A regulated entity must ensure that an advertisement for a term loan, if displaying the annual percentage rate and the term, also displays the total cost of credit by means of an example.  This provision does not apply to the provision of loans for mortgage credit.  

9.22         
A regulated entity must ensure that an advertisement for a fixed-rate loan contains the following warning statement: 

Warning:
You may have to pay charges if you pay off a fixed-rate loan early.


9.23
         
A regulated entity must ensure that an advertisement for personal lending contains the following warning statement:

Warning:
If you do not meet the repayments on your loan, your account will go into arrears.  This may affect your credit rating, which may limit your ability to access credit in the future.


9.24
         
A regulated entity must ensure that advertisements for the consolidation of two or more debts, where sample figures are offered in the advertisement, indicate the difference between the total cost of credit of the consolidated credit facilities and the total cost of credit of the individual credit facilities that are the subject of the consolidation.

9.25         
A regulated entity must ensure that an advertisement for a debt consolidation mortgage contains the following warning statement:

Warning:
This new loan may take longer to pay off than your previous loans.
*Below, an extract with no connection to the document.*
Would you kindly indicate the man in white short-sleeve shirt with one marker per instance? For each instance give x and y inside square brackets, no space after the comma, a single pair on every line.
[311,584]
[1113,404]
This means you may pay more than if you paid over a shorter term.


9.26
       
A regulated entity must ensure that an advertisement for a variable-rate mortgage contains the following warning statement:

Warning:
The cost of your monthly repayments may increase.


9.27
         
A regulated entity must ensure that an advertisement for an interest-only mortgage contains the following warning statement: 

Warning:
The entire amount that you have borrowed will still be outstanding at the end of the interest-only period.


9.28
         
A regulated entity must ensure that an advertisement for a lifetime mortgage contains the following warning statements:  

Warning:
While no interest is payable during the period of the mortgage, the interest is compounded on an annual basis and is payable in full in circumstances such as death, permanent vacation of or sale of the property.

 and;  

Warning:
Purchasing this product may negatively impact on your ability to fund future needs.

9.29
A regulated entity must ensure that an advertisement for a home reversion agreement contains the following warning statements:

Warning:
The money you receive may be much less than the actual market value of the share in your home.

 and;    

Warning:
Purchasing this product may negatively impact on your ability to fund future needs.